[英]reformat a pandas dataframe
I've been working on this for a while I have dataframe that looks like this我已经研究了一段时间我有 dataframe 看起来像这样
tables columns
tab1 col001
tab1 col002
tab1 col003
tab2 col01
tab2 col02
tab2 col03
the real one has 1500 total tables, some column names are duplicated and the entire thing is 80,000 rows by 2 columns, I am trying to get it formatted like this真正的有 1500 个表,一些列名是重复的,整个东西是 80,000 行乘 2 列,我试图让它像这样格式化
tables columns
tab1 col001,col002,col003
tab2 col01,col02,col03
I tried a crosstab like so我尝试了这样的交叉表
cross_table = pd.crosstab(df['tables'],
df['columns']).fillna('n/a')
but that's not exactly what I am going for it ends up with all columns as 1's and 0's and is a large sparse matrix但这并不完全是我想要的,它最终将所有列都作为 1 和 0,并且是一个大的稀疏矩阵
I also tried this, but the error of allocating 2 GiB makes me think this is incorrect我也试过这个,但是分配 2 GiB 的错误让我觉得这是不正确的
df.pivot(columns=['tables', 'columns'], values=['columns'])

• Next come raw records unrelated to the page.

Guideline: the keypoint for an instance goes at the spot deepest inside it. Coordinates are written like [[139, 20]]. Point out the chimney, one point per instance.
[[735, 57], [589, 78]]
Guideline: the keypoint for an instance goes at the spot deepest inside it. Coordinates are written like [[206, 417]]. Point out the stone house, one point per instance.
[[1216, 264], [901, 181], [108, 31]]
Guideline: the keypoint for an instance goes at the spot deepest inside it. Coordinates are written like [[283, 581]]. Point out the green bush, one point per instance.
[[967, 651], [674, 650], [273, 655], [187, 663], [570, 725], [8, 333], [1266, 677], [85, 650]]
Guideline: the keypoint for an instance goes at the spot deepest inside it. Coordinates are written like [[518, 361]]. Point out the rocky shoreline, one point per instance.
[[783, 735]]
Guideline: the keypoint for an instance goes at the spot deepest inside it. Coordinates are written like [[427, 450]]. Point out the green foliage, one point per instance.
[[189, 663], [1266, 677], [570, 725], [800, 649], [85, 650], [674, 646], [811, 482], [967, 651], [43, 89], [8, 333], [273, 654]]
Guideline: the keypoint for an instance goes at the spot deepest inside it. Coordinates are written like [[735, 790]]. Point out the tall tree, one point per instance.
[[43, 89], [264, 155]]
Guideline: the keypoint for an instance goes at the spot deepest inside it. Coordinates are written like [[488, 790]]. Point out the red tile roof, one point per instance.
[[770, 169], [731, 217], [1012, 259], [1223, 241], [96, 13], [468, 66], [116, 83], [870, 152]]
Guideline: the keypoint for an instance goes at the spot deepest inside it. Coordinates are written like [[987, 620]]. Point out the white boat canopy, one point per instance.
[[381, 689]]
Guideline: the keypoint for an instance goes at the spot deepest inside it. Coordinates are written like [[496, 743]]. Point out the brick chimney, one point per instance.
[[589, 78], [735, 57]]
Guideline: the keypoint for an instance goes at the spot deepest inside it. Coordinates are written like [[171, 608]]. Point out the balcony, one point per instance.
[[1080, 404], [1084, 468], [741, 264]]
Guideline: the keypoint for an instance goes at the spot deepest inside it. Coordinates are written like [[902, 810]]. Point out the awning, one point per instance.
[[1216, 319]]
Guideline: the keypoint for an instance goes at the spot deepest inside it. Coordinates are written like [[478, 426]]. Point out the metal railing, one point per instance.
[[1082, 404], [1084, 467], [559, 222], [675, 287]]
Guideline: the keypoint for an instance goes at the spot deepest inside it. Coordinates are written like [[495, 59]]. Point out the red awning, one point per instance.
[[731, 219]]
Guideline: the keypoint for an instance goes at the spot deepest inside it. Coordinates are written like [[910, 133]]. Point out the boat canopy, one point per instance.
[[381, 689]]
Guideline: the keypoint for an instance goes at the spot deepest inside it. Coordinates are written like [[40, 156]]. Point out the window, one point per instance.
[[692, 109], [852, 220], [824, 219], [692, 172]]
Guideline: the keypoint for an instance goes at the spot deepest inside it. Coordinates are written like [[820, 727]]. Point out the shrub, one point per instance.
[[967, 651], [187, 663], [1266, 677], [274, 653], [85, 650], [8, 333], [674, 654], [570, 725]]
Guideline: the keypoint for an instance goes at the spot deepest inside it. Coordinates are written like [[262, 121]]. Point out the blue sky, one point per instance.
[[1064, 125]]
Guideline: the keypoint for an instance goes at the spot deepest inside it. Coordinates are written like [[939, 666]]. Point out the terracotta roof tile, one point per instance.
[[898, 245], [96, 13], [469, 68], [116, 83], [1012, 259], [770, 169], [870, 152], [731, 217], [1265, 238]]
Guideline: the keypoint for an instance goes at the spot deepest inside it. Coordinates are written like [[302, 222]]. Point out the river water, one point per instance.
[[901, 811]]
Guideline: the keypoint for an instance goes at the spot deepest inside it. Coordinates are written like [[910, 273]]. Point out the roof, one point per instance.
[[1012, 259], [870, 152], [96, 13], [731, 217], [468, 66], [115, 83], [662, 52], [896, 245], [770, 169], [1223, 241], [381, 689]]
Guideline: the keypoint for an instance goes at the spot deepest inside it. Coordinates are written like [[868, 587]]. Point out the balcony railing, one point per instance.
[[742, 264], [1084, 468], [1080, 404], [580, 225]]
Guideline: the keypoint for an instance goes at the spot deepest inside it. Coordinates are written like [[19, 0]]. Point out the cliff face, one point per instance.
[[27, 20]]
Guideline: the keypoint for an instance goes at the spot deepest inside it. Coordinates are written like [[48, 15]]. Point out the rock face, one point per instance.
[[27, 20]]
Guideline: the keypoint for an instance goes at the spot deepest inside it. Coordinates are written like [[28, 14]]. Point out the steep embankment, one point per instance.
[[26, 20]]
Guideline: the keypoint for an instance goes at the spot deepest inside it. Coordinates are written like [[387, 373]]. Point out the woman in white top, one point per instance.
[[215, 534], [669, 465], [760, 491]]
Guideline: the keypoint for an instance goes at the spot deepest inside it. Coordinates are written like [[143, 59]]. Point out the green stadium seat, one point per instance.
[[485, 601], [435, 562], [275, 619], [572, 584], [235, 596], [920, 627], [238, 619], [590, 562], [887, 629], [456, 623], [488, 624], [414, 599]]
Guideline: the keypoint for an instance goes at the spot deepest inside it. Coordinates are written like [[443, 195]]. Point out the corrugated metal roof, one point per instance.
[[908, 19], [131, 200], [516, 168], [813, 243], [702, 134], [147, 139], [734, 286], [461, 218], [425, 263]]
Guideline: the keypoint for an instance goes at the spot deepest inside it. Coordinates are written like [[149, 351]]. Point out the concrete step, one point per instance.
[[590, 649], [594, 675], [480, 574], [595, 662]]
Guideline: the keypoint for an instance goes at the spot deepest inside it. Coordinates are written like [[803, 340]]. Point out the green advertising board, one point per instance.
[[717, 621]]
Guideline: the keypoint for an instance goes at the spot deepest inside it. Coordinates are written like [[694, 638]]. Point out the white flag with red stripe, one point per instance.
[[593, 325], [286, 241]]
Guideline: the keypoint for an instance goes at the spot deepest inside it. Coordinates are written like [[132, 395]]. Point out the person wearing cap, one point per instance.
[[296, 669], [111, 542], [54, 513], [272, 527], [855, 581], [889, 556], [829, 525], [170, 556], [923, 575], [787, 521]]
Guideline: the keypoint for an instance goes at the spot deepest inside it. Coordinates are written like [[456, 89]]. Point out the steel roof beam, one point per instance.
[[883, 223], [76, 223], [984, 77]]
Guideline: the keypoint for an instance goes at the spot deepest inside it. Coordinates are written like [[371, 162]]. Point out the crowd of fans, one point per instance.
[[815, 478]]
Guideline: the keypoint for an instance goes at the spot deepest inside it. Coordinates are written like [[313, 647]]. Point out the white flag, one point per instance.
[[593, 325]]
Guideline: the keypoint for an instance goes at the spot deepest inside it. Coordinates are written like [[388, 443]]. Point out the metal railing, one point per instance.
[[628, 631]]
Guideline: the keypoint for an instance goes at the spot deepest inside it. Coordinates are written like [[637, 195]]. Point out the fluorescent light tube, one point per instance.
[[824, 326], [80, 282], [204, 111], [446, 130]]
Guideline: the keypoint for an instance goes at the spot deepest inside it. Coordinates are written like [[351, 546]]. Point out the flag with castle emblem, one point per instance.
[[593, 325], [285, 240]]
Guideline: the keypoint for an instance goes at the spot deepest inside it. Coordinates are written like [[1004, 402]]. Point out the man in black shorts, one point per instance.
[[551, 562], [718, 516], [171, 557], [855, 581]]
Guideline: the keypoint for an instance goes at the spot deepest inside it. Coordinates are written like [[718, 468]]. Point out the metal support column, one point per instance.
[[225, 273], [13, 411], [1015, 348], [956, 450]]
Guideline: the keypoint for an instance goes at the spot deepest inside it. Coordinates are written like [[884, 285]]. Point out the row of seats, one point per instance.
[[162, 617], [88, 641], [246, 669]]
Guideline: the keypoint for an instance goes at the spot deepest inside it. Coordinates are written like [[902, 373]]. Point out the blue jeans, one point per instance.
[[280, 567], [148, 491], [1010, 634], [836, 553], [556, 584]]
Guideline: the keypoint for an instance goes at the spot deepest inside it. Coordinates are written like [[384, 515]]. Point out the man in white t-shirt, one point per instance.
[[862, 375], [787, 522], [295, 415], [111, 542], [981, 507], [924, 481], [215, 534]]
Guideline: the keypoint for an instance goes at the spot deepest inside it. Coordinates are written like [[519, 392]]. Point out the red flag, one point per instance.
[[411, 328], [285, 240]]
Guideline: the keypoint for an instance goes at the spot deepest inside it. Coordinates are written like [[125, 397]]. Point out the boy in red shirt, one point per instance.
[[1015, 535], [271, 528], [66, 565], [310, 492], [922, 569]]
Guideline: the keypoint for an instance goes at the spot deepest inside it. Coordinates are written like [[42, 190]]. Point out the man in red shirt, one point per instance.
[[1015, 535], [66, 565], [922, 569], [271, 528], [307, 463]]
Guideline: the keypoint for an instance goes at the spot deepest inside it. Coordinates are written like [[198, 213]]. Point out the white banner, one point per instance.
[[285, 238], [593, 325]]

I also tried pandas melt but that doesn't seem right either我也试过 pandas 融化,但这似乎也不对
then I tried to cast the columns to a list like so然后我尝试将列转换为这样的列表
cols = list(df['columns'].unique())
df['cols'] = df['columns'].str.findall(f'({"|".join(cols)})')
I tried that because it worked before for extracting text, but in a different context, as it is written it just splits each column name into individual characters我试过了,因为它以前用于提取文本,但在不同的上下文中,因为它只是将每个列名拆分为单个字符
df = pd.DataFrame({'tables': {0: 'tab1', 1: 'tab1', 2: 'tab1', 3: 'tab2', 4: 'tab2', 5: 'tab2'},
'columns': {0: 'col001',
1: 'col002',
2: 'col003',
3: 'col01',
4: 'col02',
5: 'col03'}})
groupby
: groupby
:df = df.groupby('tables').agg(', '.join).reset_index() # Almost same as the answer in the post's comment section via @Psidom
pivot_table
: pivot_table
:df = df.pivot_table(index = 'tables', values = 'columns', aggfunc = ', '.join).reset_index()
list comprehension
: list comprehension
:df = pd.DataFrame([(i, ', '.join(df[df['tables'] == i]['columns']))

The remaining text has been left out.